God help me. Come pick me up. The guy told me this is not a hotel and i had to leave.
dude, i woke up naked in her front yard...apparently i tried to leave in the middle of the night, forgot my clothes and decided,"oh heres a nice patch of grass to sleep on" I think god is up there laughing at me.
We were all singing so you said you were going to play a percussion instrument... the crackers.
He gave me his business card. It was a Justin Bieber trading card with his number written in sharpie.
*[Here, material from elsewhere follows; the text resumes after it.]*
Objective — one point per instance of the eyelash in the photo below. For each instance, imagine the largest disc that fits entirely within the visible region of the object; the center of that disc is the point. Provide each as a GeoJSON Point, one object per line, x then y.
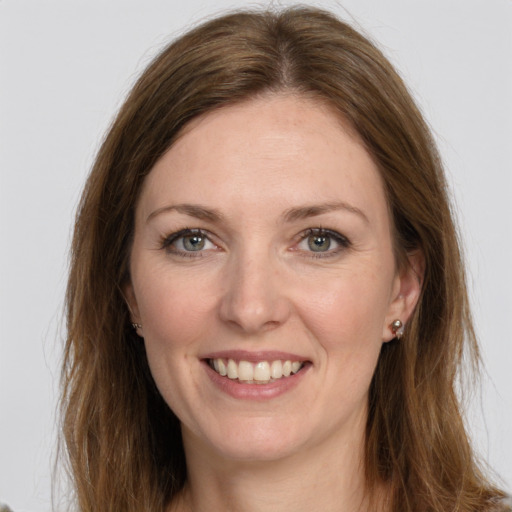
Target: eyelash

I have to call him don't I?
I threw up on my way to work while listening to "the good times are killing me". this award goes to modest mouse for creating the most poetic puke ever
I need to keep a secret stash of instant alcoholic margaritas for when i deal with people. For example, right now, im grading, and I just don't fucking care any more. My students should make a thank you card for Jose Cuervo.
I knew you were super hungover. But so hungover you fire our house cleaner because her vacuums too loud is excessive
well I didn't shave for the hot dilf I banged last week so I'm sure as hell not shaving for you. Sry
Yeah you were fine except for when you peed under the bar
Do me a favor and scream dirty things at him in a polite sexy, come hither way
I think I won an award for shitting and vomiting at the same time.
You couldn’t remember the word hand jibber. Instead, your drunk ass offered the bartenders “unlimited hand fritters” if they wouldn’t cut you off.
I got eaten out in the igloo at snow-kings castle last night.My thighs were literally melting ruts in the ice bench.Definitely colder than the minus 40 blowjob at Desiree's wedding
Shhh embrace your inner whore. Just embrace it.